La plupart de ces systèmes fonctionnent de manière informatisée grâce à un dense et coûteux réseau de caméras qui photographient les plaques d’immatriculation et croisent leurs données avec celles de la base de paiement du péage.

Un péage mal dimensionné peut aussi rater une partie de sa cible, comme Milan en a fait récemment l’expérience. Malgré le péage antipollution en place depuis 2008, la ville a dû interdire totalement la circulation fin janvier, après deux semaines de dépassement des seuils de microparticules. « La taxation en fonction du niveau de pollution des véhicules aide à renouveler le parc automobile, mais la zone payante, limitée au centre historique, est trop restreinte : la pollution ne s’arrête pas au péage », explique M. Meyere.

Revenons à Paris. Faut-il faire payer les automobilistes aux portes de la capitale, sur le modèle suédois ? Taxer les véhicules dans l’hypercentre seulement, comme à Londres ? Pénaliser les véhicules les plus polluants, façon Milan ? Pour la plupart des observateurs, la morphologie parisienne ne s’y prête pas. Une autre solution existe, préconisée par le Centre d’analyse stratégique : rendre payantes les autoroutes gratuites de la région parisienne. « Un cordon de péage autour de Paris créerait de la ségrégation urbaine, en revanche nous sommes favorables à un péage de réseau destiné à lutter contre la pollution », appuie Annick Lepetit, adjointe (PS) au maire de Paris chargée des transports. « Sur le modèle de l’écotaxe prévue par le Grenelle 2, on peut imaginer faire payer les véhicules en fonction de leur niveau de pollution sur les autoroutes d’Ile-de-France, voire sur le périphérique. »

Reste un hic.

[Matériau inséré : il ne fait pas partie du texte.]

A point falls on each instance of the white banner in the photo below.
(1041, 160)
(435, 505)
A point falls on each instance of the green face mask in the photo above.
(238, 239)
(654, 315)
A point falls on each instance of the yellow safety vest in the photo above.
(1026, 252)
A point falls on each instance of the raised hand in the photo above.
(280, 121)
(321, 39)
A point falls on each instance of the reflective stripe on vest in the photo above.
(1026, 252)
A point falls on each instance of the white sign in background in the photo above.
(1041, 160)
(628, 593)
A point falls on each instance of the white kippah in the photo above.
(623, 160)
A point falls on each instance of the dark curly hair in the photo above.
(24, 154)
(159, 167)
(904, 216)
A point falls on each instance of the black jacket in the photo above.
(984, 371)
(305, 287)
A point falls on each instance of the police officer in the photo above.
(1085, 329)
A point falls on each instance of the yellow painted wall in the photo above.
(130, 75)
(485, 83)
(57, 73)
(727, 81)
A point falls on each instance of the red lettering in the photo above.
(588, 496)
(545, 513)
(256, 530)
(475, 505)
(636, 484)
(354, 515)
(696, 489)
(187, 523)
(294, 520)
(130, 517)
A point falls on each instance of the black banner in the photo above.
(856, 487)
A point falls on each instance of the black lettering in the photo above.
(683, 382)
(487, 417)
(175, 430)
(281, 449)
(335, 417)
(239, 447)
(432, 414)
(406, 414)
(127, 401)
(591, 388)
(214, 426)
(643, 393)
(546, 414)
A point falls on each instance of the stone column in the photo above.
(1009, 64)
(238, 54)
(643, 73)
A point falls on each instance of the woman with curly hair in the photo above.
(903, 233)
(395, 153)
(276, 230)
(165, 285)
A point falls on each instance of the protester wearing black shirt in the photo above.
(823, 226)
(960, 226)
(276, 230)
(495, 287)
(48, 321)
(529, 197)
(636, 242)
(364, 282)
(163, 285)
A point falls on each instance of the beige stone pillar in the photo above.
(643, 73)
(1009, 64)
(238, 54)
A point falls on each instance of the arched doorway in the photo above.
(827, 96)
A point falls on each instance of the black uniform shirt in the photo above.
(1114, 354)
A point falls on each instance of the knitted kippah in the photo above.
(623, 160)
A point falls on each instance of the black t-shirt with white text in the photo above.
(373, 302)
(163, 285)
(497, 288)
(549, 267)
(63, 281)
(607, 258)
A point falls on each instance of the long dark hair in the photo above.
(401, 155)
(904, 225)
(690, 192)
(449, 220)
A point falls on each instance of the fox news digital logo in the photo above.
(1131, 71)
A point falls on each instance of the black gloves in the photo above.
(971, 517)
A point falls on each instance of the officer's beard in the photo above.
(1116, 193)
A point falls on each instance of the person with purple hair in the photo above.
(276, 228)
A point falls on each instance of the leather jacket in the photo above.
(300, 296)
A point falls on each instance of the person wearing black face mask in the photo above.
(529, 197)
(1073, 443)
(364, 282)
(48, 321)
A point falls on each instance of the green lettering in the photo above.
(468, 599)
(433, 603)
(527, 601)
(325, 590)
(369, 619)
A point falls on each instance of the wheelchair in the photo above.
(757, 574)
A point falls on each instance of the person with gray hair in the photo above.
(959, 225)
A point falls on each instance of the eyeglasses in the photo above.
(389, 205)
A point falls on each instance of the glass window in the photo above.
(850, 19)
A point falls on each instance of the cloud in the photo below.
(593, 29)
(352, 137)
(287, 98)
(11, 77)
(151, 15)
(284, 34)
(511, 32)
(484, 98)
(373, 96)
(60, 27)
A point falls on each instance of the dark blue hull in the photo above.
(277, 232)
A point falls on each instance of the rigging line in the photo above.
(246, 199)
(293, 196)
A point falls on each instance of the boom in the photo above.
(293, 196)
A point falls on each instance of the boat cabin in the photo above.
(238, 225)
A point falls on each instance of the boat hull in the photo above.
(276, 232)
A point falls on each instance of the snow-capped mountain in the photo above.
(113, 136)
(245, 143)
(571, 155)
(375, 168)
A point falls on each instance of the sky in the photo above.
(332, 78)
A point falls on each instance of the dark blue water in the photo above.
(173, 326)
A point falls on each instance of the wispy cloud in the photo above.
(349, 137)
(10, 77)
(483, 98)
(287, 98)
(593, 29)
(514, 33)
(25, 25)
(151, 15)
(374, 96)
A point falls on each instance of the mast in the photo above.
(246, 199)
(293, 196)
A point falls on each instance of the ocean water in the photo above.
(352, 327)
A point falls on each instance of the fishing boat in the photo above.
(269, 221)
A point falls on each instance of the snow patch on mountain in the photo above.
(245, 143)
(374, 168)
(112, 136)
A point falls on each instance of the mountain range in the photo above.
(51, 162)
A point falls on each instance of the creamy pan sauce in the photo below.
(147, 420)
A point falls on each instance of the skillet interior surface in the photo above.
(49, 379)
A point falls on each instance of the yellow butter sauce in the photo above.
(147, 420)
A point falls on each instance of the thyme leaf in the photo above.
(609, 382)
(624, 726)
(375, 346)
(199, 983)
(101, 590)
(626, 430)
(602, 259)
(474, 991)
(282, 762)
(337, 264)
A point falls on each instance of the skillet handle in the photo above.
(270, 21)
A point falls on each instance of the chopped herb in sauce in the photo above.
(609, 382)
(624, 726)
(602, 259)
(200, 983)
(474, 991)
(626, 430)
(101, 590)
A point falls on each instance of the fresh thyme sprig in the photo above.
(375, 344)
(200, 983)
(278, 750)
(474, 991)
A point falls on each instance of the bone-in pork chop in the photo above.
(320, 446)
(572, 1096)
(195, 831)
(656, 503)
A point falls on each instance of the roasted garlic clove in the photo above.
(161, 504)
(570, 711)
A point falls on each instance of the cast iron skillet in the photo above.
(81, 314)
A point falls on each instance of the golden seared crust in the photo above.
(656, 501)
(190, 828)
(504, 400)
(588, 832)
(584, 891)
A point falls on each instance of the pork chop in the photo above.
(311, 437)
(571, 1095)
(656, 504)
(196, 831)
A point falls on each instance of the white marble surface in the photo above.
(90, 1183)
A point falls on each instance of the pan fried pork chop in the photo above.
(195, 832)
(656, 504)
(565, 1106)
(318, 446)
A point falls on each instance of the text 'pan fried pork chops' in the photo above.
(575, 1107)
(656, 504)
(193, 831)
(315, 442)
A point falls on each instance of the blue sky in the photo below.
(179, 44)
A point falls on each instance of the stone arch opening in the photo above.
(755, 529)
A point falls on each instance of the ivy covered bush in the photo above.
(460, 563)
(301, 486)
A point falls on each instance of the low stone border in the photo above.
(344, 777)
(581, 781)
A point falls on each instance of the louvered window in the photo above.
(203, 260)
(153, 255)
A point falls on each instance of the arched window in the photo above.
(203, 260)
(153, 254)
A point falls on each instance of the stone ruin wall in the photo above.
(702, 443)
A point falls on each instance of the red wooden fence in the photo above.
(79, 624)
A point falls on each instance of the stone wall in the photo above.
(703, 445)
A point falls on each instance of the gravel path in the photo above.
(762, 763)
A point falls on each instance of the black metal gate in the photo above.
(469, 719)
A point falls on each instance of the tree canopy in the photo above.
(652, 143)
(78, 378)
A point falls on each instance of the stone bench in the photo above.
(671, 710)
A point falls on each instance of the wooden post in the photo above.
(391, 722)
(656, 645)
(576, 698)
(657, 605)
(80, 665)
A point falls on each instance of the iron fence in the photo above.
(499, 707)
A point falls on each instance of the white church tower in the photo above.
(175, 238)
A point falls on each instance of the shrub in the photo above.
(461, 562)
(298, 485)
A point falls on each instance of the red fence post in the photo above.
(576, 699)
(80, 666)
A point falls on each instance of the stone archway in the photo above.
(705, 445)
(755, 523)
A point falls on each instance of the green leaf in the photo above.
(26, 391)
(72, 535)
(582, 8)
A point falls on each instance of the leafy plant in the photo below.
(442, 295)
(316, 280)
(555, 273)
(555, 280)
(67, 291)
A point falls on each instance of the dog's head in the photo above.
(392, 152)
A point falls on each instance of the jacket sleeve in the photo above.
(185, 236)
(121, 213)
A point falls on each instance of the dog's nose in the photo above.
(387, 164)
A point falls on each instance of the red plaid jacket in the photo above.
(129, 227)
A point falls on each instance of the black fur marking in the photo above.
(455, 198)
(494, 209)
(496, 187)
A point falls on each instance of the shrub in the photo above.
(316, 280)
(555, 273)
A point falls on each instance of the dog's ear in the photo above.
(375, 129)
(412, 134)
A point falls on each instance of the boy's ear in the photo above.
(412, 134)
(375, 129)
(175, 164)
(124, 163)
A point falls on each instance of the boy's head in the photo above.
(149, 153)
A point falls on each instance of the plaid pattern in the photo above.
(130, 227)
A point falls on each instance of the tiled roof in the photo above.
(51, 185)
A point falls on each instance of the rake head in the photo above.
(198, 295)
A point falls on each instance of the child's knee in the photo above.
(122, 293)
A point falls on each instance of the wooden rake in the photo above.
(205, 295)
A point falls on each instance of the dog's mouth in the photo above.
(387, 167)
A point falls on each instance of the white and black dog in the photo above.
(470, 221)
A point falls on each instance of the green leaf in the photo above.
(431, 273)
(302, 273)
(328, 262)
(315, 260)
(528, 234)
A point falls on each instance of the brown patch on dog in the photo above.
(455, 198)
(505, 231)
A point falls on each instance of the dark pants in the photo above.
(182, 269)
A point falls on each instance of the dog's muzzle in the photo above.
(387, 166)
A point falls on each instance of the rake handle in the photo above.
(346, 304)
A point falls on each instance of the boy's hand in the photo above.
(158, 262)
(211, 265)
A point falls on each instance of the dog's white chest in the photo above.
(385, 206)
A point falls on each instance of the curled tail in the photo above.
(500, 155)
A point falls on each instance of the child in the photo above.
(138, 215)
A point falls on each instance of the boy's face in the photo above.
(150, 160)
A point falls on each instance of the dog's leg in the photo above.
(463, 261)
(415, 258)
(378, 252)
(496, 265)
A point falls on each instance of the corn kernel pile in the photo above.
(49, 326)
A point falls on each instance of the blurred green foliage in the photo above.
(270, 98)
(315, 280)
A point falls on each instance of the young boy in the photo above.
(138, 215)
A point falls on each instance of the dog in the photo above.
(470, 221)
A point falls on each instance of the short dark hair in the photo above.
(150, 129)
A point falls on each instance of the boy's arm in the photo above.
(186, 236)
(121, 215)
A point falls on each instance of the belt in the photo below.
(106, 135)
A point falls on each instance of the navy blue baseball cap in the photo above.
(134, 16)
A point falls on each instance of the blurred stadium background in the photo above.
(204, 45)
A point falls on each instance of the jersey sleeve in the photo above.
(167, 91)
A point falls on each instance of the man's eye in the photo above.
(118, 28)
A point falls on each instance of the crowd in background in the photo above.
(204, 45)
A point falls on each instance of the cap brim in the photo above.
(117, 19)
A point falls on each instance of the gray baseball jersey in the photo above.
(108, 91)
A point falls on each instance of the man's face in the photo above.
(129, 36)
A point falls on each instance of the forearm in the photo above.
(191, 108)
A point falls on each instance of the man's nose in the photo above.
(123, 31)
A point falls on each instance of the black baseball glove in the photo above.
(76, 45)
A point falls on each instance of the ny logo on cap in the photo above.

Les expériences étrangères le prouvent : impossible de freiner l’usage de la voiture sans renforcer d’abord les réseaux de transports collectifs, totalement saturés en région parisienne. Un obstacle qui risque de renvoyer l’hypothèse d’un péage urbain parisien à des jours lointains, bien plus sûrement que l’impopularité supposée de la mesure.

« Généralement, la majorité de la population est opposée à l’idée a priori, mais se révèle favorable au dispositif une fois qu’il fonctionne », analyse Damien Verry, du Certu. A Stockholm, le péage a été approuvé par référendum après une expérimentation de sept mois. A Manchester et Edimbourg, la population, consultée de but en blanc, a rejeté la proposition.